The present study demonstrated a 13.2% overall prevalence of anemia among children under the age of 5 who attended Bule Hora General Hospital. This finding was low compared with previous studies conducted in different parts of Ethiopia. The factors significantly associated with anemia were recent intestinal protozoan infections, soil-transmitted helminths, and malaria infection. Despite the limitations, where it highlights the necessity for early comprehensive care in diagnosis and treatment with attention of prevention program (deworming) for reduction of anemia among under-five children.

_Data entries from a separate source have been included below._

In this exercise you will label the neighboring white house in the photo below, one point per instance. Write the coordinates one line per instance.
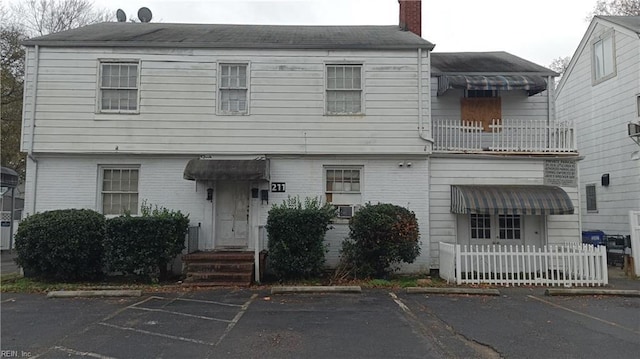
(503, 170)
(222, 121)
(600, 93)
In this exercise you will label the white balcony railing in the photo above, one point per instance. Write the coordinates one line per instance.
(505, 135)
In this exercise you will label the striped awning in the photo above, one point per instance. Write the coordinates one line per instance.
(531, 83)
(524, 200)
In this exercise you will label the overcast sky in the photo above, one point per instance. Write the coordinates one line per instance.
(537, 30)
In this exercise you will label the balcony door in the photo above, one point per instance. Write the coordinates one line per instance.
(481, 106)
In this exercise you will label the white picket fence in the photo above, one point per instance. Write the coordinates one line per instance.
(513, 135)
(554, 265)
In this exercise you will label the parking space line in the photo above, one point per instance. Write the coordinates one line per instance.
(84, 354)
(179, 313)
(158, 334)
(400, 303)
(235, 319)
(583, 314)
(201, 301)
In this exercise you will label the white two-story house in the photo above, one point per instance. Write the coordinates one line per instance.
(600, 92)
(222, 121)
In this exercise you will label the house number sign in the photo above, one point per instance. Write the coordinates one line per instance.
(278, 187)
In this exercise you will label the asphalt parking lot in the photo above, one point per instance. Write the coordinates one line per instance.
(521, 323)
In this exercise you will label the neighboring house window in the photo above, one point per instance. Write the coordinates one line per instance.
(603, 58)
(344, 89)
(509, 226)
(233, 89)
(119, 190)
(480, 226)
(482, 107)
(119, 87)
(343, 188)
(592, 205)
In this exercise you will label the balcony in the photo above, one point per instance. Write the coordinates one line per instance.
(504, 136)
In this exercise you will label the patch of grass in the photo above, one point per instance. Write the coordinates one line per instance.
(19, 284)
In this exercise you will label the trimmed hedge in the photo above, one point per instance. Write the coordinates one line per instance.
(296, 237)
(63, 245)
(381, 236)
(145, 245)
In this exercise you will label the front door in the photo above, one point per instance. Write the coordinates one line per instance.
(232, 215)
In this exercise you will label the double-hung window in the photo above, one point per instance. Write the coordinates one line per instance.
(119, 87)
(119, 192)
(344, 89)
(343, 188)
(604, 58)
(233, 89)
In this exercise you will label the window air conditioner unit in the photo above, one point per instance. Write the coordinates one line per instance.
(634, 130)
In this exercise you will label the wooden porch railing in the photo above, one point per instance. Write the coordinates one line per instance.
(505, 135)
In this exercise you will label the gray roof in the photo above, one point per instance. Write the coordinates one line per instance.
(115, 34)
(630, 22)
(498, 62)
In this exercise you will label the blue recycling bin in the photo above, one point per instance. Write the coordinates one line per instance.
(595, 238)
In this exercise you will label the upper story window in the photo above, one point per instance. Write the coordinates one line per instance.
(344, 89)
(604, 66)
(119, 192)
(233, 89)
(119, 87)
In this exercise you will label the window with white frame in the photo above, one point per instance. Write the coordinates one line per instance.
(233, 89)
(344, 89)
(343, 188)
(480, 226)
(119, 192)
(119, 87)
(604, 58)
(592, 204)
(507, 226)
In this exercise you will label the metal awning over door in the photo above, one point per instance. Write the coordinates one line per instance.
(523, 200)
(531, 83)
(227, 170)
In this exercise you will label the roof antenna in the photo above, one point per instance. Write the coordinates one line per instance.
(121, 16)
(144, 14)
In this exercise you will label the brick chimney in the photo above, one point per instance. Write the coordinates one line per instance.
(411, 16)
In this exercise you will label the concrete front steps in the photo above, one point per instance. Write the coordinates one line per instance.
(219, 268)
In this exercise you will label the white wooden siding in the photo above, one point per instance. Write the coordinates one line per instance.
(477, 171)
(178, 104)
(601, 114)
(72, 182)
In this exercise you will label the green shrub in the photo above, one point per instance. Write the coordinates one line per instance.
(296, 237)
(62, 245)
(381, 236)
(145, 245)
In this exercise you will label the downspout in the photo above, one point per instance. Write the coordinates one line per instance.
(32, 128)
(420, 99)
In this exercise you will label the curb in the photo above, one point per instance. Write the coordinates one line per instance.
(613, 292)
(436, 290)
(94, 293)
(316, 289)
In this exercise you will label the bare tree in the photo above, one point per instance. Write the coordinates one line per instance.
(616, 7)
(41, 17)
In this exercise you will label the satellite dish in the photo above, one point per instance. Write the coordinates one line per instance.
(144, 14)
(121, 16)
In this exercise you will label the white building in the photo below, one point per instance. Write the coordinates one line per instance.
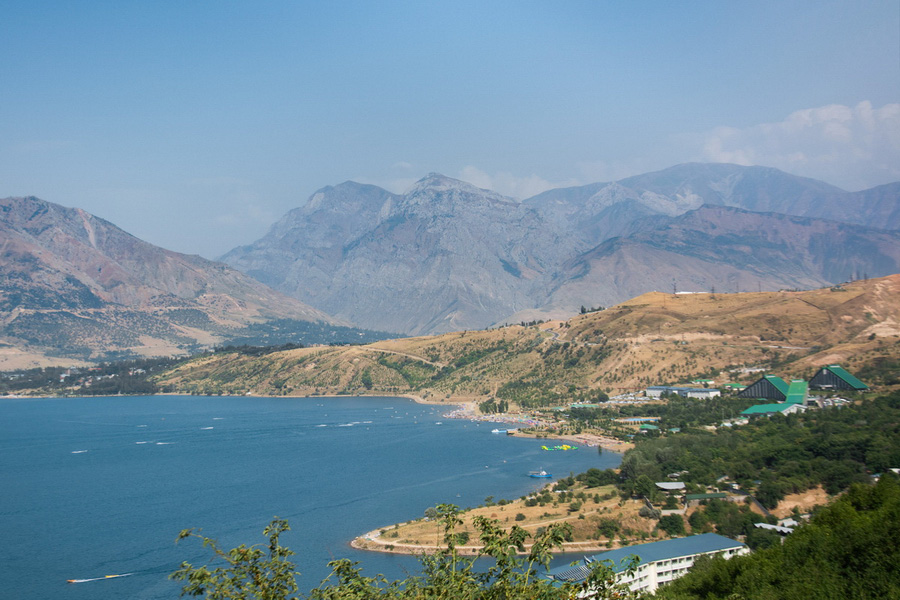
(658, 562)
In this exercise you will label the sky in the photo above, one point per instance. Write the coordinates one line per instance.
(196, 125)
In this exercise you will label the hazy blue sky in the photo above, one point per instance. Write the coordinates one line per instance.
(194, 125)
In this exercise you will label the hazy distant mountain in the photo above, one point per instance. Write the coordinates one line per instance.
(445, 256)
(76, 285)
(601, 211)
(448, 256)
(724, 249)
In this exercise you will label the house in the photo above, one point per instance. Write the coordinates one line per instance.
(658, 562)
(767, 410)
(670, 486)
(834, 377)
(797, 392)
(655, 391)
(770, 387)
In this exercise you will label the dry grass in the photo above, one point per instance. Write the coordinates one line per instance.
(424, 535)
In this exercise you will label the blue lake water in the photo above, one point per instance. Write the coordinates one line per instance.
(97, 486)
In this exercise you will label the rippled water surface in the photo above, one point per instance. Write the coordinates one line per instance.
(99, 486)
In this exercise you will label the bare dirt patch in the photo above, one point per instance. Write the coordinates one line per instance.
(804, 501)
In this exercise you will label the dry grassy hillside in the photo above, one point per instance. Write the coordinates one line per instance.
(655, 338)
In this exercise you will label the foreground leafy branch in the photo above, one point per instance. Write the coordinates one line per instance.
(250, 573)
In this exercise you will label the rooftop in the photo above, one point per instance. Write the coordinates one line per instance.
(649, 553)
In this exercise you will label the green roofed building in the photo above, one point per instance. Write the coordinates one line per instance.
(770, 387)
(765, 410)
(834, 377)
(797, 392)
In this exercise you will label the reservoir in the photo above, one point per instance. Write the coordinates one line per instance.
(99, 486)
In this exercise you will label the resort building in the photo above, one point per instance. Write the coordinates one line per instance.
(658, 562)
(655, 391)
(770, 387)
(767, 410)
(834, 377)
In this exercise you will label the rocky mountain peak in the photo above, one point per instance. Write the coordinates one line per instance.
(437, 188)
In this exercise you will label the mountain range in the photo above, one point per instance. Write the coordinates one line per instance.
(444, 256)
(78, 287)
(448, 256)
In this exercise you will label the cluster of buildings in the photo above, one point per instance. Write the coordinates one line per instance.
(661, 562)
(658, 562)
(786, 396)
(793, 396)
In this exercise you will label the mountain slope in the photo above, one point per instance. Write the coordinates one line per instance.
(78, 286)
(725, 249)
(445, 256)
(653, 339)
(448, 256)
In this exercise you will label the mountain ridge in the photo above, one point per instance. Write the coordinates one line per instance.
(447, 255)
(77, 286)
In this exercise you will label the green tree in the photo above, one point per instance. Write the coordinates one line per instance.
(672, 524)
(251, 573)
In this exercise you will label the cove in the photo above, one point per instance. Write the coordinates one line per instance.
(100, 486)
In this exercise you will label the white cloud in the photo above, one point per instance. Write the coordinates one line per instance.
(507, 184)
(852, 147)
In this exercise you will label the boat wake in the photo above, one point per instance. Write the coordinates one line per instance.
(98, 578)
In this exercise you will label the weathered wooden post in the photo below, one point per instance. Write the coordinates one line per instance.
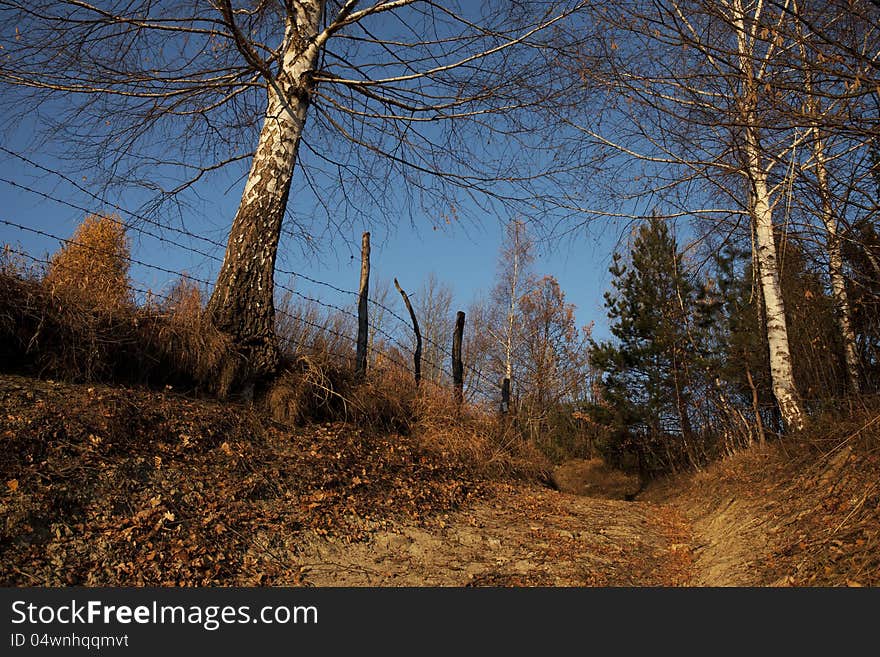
(363, 307)
(457, 365)
(417, 356)
(505, 395)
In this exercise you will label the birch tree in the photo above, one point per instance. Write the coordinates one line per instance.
(689, 128)
(338, 106)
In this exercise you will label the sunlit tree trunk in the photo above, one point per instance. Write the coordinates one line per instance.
(242, 302)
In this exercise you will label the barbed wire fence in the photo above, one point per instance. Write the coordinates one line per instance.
(478, 384)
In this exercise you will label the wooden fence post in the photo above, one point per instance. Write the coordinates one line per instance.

First, we would like to thank Bule Hora University, College of Medicine and Health Sciences, Department of Nursing for giving us the chance to undertake this research. Next, we would like to extend our thanks to Bule Hora University nursing department staffs who guided and provided us with different information for enriching our research development and Bule Hora General Hospital staff for their unlimited cooperation in giving us information to develop the research. Finally, we would like to extend gratitude to our beloved family and friends for valuable patience during research development.